Theodore Paradise, chief policy and grid strategy officer for advanced conductor manufacturer CTC Global, told POWER: “We’ve clearly entered a new era of electricity demand growth, and utilities are under enormous pressure to keep up while maintaining affordability and reliability. Deals like this reinforce the growing need across the industry for solutions that can quickly and cost-efficiently unlock additional capacity from existing infrastructure.”
Bloomberg News reported that NextEra’s offer for Dominion values the Virginia utility’s stock at about $76 a share. Dominion’s stock closed Friday at $61.73, and rose more than 9% on Monday after news of the deal. Shares of NextEra closed Friday at $93.36 and were down more than 4% on Monday.
Ketchum will serve as chairman and CEO of the combined company; Blue will serve as president and CEO of regulated utilities and as a member of the board of directors. The combined company’s board will include 10 directors from NextEra Energy, along with four from Dominion Energy.
Utility Acquisitions
A NextEra-Dominion deal would be the latest in a series of recent major transactions in the electric utility sector. Global Infrastructure Partners, the infrastructure investment unit of BlackRock, and EQT Infrastructure VI fund in March announced a $33.4-billion deal to acquire AES, a utility with assets in several sectors, including merchant generation and regulated wires businesses in Indiana and Ohio. AES also has investments in renewable energy and energy storage, along with legacy gas and coal assets mostly in Latin America.
BlackRock, as part of an investor group that includes Microsoft and Nvidia, last year bought one of the world’s largest data center operators. The $40-billion deal was for U.S.-based Aligned Data Centers, which has dozens of facilities tied to computing capacity for artificial intelligence.
Constellation Energy earlier this year completed its $26.6-billion acquisition of Calpine.
Blackstone, another investment management company, last year acquired TXNM, a New Mexico-based utility company, in an $11.5-billion deal. That transaction was among several by Blackstone last year.
NextEra’s Evolution
NextEra Energy was founded as regional utility Florida Power & Light in 1925. It has evolved into a diverse energy provider over the past century. The company’s subsidiaries operate nuclear power plants in Florida, New Hampshire, and Wisconsin, along with solar and wind farms in states including Arizona and Texas. The company also has nearly 13,000 miles of transmission lines across the U.S. and in Canada.
Analysts noted an acquisition of Dominion would expand NextEra’s footprint in the PJM Interconnection, the nation’s largest electricity market. NextEra currently is only active in PJM via competitive transmission projects.
The two utilities only overlap in the wholesale power market is in New England.

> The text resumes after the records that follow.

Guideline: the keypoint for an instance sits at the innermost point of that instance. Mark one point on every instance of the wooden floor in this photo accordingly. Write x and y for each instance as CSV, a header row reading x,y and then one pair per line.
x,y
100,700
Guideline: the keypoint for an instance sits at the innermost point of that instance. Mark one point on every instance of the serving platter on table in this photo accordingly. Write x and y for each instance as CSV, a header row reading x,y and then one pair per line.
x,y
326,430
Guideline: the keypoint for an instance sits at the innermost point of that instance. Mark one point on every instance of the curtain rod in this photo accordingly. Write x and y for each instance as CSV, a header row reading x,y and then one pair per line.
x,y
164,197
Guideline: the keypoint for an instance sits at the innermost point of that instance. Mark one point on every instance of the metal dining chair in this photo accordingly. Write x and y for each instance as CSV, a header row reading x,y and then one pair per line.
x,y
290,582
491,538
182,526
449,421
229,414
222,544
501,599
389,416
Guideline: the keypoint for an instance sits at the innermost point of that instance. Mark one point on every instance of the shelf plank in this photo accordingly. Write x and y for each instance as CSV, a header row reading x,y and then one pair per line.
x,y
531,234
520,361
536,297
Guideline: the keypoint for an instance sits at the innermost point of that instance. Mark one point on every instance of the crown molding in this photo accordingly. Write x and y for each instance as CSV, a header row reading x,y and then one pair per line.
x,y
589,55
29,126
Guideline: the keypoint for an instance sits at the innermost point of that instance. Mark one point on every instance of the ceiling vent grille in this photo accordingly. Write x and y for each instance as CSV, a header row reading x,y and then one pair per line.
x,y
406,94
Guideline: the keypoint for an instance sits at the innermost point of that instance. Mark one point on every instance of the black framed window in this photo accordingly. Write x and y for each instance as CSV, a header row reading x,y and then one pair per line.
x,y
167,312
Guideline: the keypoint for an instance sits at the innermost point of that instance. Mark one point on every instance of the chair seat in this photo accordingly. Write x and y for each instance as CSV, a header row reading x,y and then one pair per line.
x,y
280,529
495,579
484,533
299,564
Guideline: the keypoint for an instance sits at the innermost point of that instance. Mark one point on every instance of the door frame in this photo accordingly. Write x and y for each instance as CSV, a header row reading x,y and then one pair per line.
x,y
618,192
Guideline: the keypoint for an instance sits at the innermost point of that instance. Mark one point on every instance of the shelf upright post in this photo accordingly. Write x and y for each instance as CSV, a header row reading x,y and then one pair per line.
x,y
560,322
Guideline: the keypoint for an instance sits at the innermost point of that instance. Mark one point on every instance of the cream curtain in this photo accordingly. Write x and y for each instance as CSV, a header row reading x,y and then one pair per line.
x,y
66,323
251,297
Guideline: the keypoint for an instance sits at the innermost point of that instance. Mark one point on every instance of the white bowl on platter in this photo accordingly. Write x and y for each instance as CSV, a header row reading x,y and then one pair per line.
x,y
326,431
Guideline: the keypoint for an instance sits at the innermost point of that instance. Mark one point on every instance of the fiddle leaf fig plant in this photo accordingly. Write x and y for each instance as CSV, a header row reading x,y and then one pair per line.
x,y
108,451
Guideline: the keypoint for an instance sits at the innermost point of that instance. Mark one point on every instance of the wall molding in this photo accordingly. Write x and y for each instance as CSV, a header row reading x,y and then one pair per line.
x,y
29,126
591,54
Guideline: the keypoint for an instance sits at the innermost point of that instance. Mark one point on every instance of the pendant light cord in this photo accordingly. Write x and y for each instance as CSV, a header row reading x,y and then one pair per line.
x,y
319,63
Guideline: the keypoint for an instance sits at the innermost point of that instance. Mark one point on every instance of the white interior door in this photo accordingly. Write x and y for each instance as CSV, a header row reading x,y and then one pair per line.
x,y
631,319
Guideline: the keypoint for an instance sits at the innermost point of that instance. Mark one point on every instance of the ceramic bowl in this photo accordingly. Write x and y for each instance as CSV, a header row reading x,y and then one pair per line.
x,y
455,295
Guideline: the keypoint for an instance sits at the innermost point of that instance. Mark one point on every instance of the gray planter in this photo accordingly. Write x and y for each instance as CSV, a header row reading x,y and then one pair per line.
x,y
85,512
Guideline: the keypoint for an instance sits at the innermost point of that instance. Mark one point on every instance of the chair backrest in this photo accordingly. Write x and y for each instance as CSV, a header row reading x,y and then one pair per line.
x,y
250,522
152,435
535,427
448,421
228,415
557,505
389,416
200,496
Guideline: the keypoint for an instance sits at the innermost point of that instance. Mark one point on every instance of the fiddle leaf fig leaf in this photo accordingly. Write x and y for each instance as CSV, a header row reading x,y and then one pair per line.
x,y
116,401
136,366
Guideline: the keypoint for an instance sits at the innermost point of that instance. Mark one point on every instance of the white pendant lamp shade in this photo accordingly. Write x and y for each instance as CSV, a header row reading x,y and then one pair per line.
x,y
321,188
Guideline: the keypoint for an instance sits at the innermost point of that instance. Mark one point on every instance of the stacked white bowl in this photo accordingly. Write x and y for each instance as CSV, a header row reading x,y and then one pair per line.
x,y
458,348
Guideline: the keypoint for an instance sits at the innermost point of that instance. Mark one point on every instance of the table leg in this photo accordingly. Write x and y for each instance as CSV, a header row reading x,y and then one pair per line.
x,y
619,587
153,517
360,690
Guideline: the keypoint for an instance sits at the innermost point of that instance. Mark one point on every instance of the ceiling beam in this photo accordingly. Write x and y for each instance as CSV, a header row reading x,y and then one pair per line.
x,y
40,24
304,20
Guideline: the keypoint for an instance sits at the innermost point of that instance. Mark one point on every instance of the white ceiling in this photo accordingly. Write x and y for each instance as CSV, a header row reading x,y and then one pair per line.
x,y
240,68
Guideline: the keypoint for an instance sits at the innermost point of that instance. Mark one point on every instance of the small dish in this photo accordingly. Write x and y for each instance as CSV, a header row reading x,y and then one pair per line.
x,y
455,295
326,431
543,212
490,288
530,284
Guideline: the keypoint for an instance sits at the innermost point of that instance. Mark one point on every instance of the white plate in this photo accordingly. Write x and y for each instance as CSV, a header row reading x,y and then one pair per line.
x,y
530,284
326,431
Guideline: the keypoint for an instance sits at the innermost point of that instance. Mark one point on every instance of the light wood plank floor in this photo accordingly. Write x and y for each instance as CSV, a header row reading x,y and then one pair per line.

NextEra owns the Seabrook nuclear plant in New Hampshire, along with generation assets in Massachusetts and Maine. Dominion owns the Millstone Nuclear Plant in Connecticut.
NextEra is known as the leading renewable energy developer in the U.S., even as it has pursued deals for development of more thermal energy. The utility in January 2025 announced an agreement with GE Vernova designed to support “multiple gigawatts” of new gas-fired generation projects to serve data centers, manufacturing facilities, utilities, and other large customers. Ketchum at the time said, “Nobody has built more gas-fired generation over the last decade than NextEra Energy, and nobody has sold more gas turbines than GE Vernova. This collaboration brings together the nation’s leading operator of natural gas-fired generation and the world leader in natural gas and electrification technology.”
Ketchum said, though, that NextEra remains committed to expanding its renewable energy portfolio. “Renewables are here today,” said Ketchum at the time of the GE Vernova deal. “You can build a wind project in 12 months, a storage facility in 15, and, you know, a solar project in 18 months … “we need shovels in the ground today because our customers need the power right now.”
—Darrell Proctor is a senior editor for POWER.